Yo había abierto la boca, pasmado. No sabía qué decir.
– Miedo de que él pudiera perseguirla para vengarse y castigarla -encadenó la doctora Roullin, con el mismo tono amable y discreto-. Pero, que osara escapar de él, fue una gran cosa, señor. Un indicio de que el déspota no había destruido por completo su personalidad. Ella conservaba, en el fondo, su dignidad. Su libre albedrío.
– Pero, esas heridas, esas llagas -pregunté, y me arrepentí al instante, adivinando lo que me iban a responder.
– Él la sometía a toda clase de vejaciones, para su diversión -explicó el director, sin demasiados rodeos-. Era un exquisito y un técnico a la vez, en la administración de sus placeres. Usted debe hacerse una idea clara de lo que ella soportó, para poder ayudarla. No tengo más remedio que ponerlo al tanto de detalles desagradables. Sólo así estará en condiciones de darle todo el apoyo que necesita.
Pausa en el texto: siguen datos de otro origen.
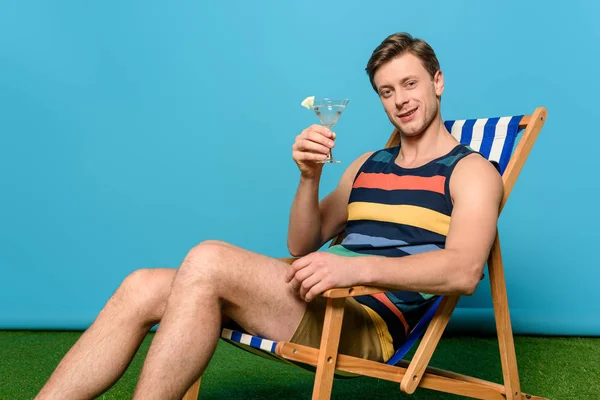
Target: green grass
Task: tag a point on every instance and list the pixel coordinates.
(556, 368)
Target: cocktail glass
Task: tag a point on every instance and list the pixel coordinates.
(329, 111)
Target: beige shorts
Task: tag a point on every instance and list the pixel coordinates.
(359, 336)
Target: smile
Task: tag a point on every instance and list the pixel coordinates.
(408, 113)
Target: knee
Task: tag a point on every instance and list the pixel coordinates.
(205, 262)
(144, 293)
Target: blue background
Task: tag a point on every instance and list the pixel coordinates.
(131, 131)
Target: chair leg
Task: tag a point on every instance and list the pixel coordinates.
(506, 343)
(193, 391)
(330, 339)
(430, 340)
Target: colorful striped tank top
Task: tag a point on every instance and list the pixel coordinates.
(395, 212)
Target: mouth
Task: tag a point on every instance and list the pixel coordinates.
(408, 113)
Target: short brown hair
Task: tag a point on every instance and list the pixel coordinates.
(397, 44)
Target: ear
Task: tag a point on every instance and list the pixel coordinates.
(438, 83)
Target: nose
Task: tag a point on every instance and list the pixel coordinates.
(400, 99)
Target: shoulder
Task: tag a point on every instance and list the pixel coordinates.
(475, 176)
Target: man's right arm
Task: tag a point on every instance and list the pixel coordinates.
(312, 223)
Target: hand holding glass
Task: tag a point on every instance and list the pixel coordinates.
(329, 111)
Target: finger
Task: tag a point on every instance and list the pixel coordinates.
(312, 147)
(316, 290)
(302, 156)
(307, 284)
(318, 137)
(295, 267)
(320, 129)
(301, 275)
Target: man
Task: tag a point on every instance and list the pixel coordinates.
(407, 226)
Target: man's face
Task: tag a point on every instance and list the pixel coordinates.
(408, 94)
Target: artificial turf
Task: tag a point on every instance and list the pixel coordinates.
(551, 367)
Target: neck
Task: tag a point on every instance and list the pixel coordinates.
(431, 143)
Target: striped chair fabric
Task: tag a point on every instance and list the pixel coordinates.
(495, 139)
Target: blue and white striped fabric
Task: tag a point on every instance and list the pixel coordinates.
(492, 137)
(249, 340)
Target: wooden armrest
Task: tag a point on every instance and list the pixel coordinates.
(337, 293)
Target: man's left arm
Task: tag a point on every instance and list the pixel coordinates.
(476, 188)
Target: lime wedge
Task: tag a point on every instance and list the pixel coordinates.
(308, 102)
La azotaba con unos cordones que no dejan marcas. La prestaba a sus amigos y guardaespaldas, en medio de orgías, para verlos, porque era también un voyeur. Lo peor, quizás, lo que ha dejado una marca más fuerte en su memoria, eran los vientos. Lo excitaban mucho, por lo visto. La hacía beber unos polvos que la llenaban de gases. Era una de las fantasías con que se gratificaba ese excéntrico señor: tenerla desnuda, a cuatro patas, como un perro, soltando vientos.
– No sólo le destrozó el recto y la vagina, señor
– dijo la doctora Roullin, con la misma suavidad y sin renunciar a la sonrisa-. Le destrozó la personalidad. Todo lo que había en ella de digno y de decente. Por eso, se lo repito: ella ha sufrido y sufrirá aún muchísimo, aunque las apariencias digan lo contrario. Y actuará a veces de una manera irracional.
Se me había secado la garganta y, como si me hubiera leído el pensamiento, el doctor Zilacxy me alcanzó un vaso de agua con burbujas.